Re: [Bug] WARNING: ODEBUG bug in __mcheck_cpu_init_timer

From: Sam Sun
Date: Wed Mar 13 2024 - 12:32:44 EST


On Wed, Mar 13, 2024 at 10:52 PM Borislav Petkov <bp@xxxxxxxxx> wrote:
>
> On Mon, Mar 04, 2024 at 10:26:28PM +0800, Sam Sun wrote:
> > Dear developers and maintainers,
> >
> > We encountered a kernel warning with our modified Syzkaller. It is
> > tested on kernel 6.8.0-rc7. C repro and kernel config are attached to
> > this email. Bug report is listed below.
>
> See if that fixes it.
>
> Thx.

I applied this patch on the latest kernel mainline commit, and the C
repro could not trigger this bug.
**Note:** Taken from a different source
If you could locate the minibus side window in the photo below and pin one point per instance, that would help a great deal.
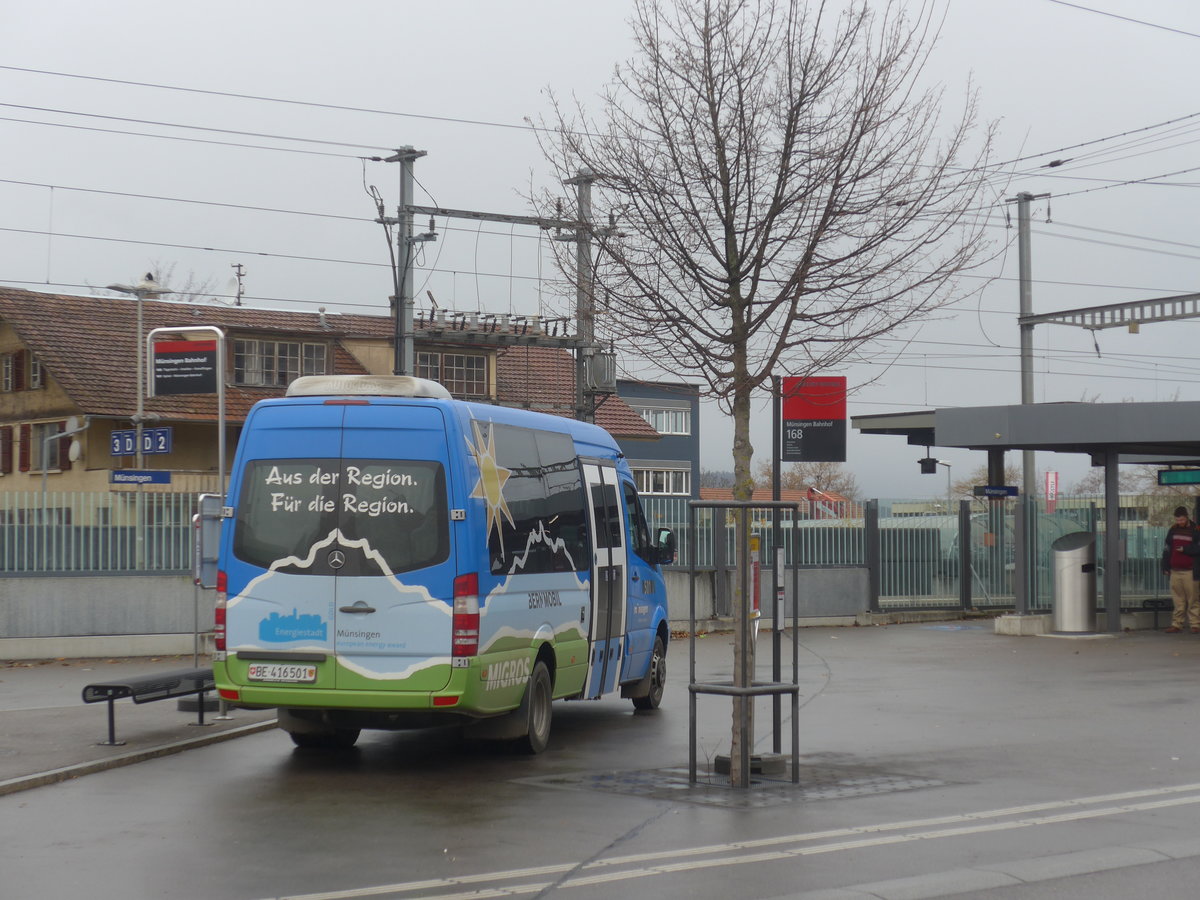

I think this bug is fixed by this
patch.

Best Regards,
Yue

>
> ---
> From: "Borislav Petkov (AMD)" <bp@xxxxxxxxx>
> Date: Wed, 13 Mar 2024 14:48:27 +0100
> Subject: [PATCH] x86/mce: Make sure to grab mce_sysfs_mutex in set_bank()
> MIME-Version: 1.0
> Content-Type: text/plain; charset=UTF-8
> Content-Transfer-Encoding: 8bit
>
> Modifying a MCA bank's MCA_CTL bits which control which error types to
> be reported is done over
>
> /sys/devices/system/machinecheck/
> ├── machinecheck0
> │ ├── bank0
> │ ├── bank1
> │ ├── bank10
> │ ├── bank11
> ...
>
> sysfs nodes by writing the new bit mask of events to enable.
>
> When the write is accepted, the kernel deletes all current timers and
> reinits all banks.
>
> Doing that in parallel can lead to initializing a timer which is already
> armed and in the timer wheel, i.e., in use already:
>
> ODEBUG: init active (active state 0) object: ffff888063a28000 object
> type: timer_list hint: mce_timer_fn+0x0/0x240 arch/x86/kernel/cpu/mce/core.c:2642
> WARNING: CPU: 0 PID: 8120 at lib/debugobjects.c:514
> debug_print_object+0x1a0/0x2a0 lib/debugobjects.c:514
>
> Fix that by grabbing the sysfs mutex as the rest of the MCA sysfs code
> does.
>
> Reported by: Yue Sun <samsun1006219@xxxxxxxxx>
> Reported by: xingwei lee <xrivendell7@xxxxxxxxx>
> Signed-off-by: Borislav Petkov (AMD) <bp@xxxxxxxxx>
> Cc: <stable@xxxxxxxxxx>
> Link: https://lore.kernel.org/r/CAEkJfYNiENwQY8yV1LYJ9LjJs%2Bx_-PqMv98gKig55=2vbzffRw@xxxxxxxxxxxxxx
> ---
> arch/x86/kernel/cpu/mce/core.c | 4 +++-
> 1 file changed, 3 insertions(+), 1 deletion(-)
>
> diff --git a/arch/x86/kernel/cpu/mce/core.c b/arch/x86/kernel/cpu/mce/core.c
> index b5cc557cfc37..84d41be6d06b 100644
> --- a/arch/x86/kernel/cpu/mce/core.c
> +++ b/arch/x86/kernel/cpu/mce/core.c
> @@ -2500,12 +2500,14 @@ static ssize_t set_bank(struct device *s, struct device_attribute *attr,
> return -EINVAL;
>
> b = &per_cpu(mce_banks_array, s->id)[bank];
> -
> if (!b->init)
> return -ENODEV;
>
> b->ctl = new;
> +
> + mutex_lock(&mce_sysfs_mutex);
> mce_restart();
> + mutex_unlock(&mce_sysfs_mutex);
>
> return size;
> }
> --
> 2.43.0
>
> --
> Regards/Gruss,
> Boris.
>
> https://people.kernel.org/tglx/notes-about-netiquette